Gut 2022 September 1; Online First. doi: 10.1136/gutjnl-2021-326610
SK2 channels set a signalling hub bolstering CAF-triggered tumourigenic processes in pancreatic cancer
Raphael Rapetti-Mauss1, Jérémy Nigri2, Camille Berenguier1, Pascal Finetti2, Sarah Simha Tubiana2, Bonnie Labrum1, Benoit Allegrini1, Bernard Pellissier1, Georgios Efthymiou2, Zainab Hussain2, Corinne Bousquet3, Nelson Dusetti2, François Bertucci2, Hélène Guizouarn1, Patricia Melnyk4, Franck Borgese1, Richard Tomasini2, Olivier Soriani1
1Université Côte d’azur, CNRS, Inserm, iBV, Nice, France
2INSERM, U1068, Cancer Research Center of Marseille, Institut Paoli-Calmettes, CNRS UMR7258, Université Aix-Marseille, Marseille, France
3Centre de Recherche en Cancérologie de Toulouse (CRCT), INSERM Unité Mixte de Recherche UMR-1037, CNRS Equipe de Recherche Labellisée ERL5294, Equipe de Recherche Labellisée “Ligue Contre le Cancer” & “LabEx Toucan”, Université de Toulouse, Toulouse, France
4Lille Neuroscience and Cognition Research Center UMR-S 1172, University of Lille, INSERM, CHU Lille, Lille, France
Objective. Intercellular communication within pancreatic ductal adenocarcinoma (PDAC) dramatically contributes to metastatic processes. The underlying mechanisms are poorly understood, resulting in a lack of targeted therapy to counteract stromal-induced cancer cell aggressiveness. Here, we investigated whether ion channels, which remain understudied in cancer biology, contribute to intercellular communication in PDAC.
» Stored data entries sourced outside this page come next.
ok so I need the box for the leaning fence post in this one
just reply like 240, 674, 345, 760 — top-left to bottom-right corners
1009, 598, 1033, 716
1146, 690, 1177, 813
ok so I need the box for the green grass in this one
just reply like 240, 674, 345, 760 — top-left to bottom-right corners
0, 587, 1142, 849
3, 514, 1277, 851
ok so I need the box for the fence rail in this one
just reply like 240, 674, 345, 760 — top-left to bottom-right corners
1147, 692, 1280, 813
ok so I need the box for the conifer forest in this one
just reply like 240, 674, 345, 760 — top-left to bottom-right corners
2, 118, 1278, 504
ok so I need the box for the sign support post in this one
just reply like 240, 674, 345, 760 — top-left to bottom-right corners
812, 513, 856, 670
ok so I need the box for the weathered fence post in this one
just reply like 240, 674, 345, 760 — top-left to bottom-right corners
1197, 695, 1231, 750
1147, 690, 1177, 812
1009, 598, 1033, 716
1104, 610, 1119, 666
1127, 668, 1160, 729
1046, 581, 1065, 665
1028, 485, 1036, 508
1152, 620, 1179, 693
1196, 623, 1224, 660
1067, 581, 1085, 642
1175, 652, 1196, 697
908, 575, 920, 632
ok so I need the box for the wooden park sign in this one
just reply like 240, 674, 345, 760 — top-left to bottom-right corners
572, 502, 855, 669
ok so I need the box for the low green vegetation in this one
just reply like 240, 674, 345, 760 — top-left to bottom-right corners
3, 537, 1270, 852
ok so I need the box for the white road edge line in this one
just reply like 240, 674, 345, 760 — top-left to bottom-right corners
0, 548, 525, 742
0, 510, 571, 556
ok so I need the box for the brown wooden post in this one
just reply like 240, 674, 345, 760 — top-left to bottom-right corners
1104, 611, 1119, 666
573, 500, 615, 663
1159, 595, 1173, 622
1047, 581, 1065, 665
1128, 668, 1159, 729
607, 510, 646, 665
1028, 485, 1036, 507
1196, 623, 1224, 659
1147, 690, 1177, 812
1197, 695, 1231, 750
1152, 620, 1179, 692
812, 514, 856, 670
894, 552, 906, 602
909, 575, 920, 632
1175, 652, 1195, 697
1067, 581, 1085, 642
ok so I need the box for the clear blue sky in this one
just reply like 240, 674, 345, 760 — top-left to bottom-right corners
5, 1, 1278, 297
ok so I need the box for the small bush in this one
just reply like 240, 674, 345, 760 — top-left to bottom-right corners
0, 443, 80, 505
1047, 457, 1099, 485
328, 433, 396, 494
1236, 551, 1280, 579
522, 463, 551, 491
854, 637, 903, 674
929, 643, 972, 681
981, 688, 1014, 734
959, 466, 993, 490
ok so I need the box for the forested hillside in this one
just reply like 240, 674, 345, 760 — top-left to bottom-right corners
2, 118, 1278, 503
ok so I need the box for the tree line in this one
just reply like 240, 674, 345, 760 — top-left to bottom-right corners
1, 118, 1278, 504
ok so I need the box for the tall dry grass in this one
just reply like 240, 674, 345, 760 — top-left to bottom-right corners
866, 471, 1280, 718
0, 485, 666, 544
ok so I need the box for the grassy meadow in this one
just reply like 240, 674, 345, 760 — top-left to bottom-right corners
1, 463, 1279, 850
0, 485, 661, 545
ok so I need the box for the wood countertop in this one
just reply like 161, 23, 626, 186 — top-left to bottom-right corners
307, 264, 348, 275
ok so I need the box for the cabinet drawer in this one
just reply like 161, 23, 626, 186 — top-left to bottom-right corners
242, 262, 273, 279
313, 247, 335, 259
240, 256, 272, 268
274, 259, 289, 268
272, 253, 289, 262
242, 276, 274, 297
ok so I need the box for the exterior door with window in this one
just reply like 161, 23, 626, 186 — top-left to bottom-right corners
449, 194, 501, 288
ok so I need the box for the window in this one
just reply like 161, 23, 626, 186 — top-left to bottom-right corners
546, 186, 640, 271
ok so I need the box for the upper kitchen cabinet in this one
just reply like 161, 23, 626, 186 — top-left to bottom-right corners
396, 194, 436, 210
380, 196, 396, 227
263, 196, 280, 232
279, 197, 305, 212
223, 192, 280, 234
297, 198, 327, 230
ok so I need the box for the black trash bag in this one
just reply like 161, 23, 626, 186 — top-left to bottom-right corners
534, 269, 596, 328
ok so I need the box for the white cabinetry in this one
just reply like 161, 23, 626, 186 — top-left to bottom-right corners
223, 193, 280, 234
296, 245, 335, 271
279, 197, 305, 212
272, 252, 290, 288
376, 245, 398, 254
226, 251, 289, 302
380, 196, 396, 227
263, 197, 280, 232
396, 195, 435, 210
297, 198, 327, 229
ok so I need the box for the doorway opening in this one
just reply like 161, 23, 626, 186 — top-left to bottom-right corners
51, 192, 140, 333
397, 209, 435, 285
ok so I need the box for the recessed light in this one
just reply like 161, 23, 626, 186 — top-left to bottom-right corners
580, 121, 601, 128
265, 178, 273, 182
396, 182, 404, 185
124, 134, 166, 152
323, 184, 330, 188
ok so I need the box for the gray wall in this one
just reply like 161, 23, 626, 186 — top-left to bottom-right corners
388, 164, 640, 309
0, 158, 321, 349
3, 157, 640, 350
Design. We evaluated the effects of conditioned media from patient-derived cancer-associated fibroblasts (CAFs) on electrical features of pancreatic cancer cells (PCC). The molecular mechanisms were deciphered using a combination of electrophysiology, bioinformatics, molecular and biochemistry techniques in cell lines and human samples. An orthotropic mouse model where CAF and PCC were co-injected was used to evaluate tumour growth and metastasis dissemination. Pharmacological studies were carried out in the Pdx1-Cre, Ink4afl/fl LSL-KrasG12D (KICpdx1) mouse model.
Results. We report that the K+ channel SK2 expressed in PCC is stimulated by CAF-secreted cues (8.84 vs 2.49 pA/pF) promoting the phosphorylation of the channel through an integrin–epidermal growth factor receptor (EGFR)–AKT (Protein kinase B) axis. SK2 stimulation sets a positive feedback on the signalling pathway, increasing invasiveness in vitro (threefold) and metastasis formation in vivo. The CAF-dependent formation of the signalling hub associating SK2 and AKT requires the sigma-1 receptor chaperone. The pharmacological targeting of Sig-1R abolished CAF-induced activation of SK2, reduced tumour progression and extended the overall survival in mice (11.7 weeks vs 9.5 weeks).
Conclusion. We establish a new paradigm in which an ion channel shifts the activation level of a signalling pathway in response to stromal cues, opening a new therapeutic window targeting the formation of ion channel-dependent signalling hubs.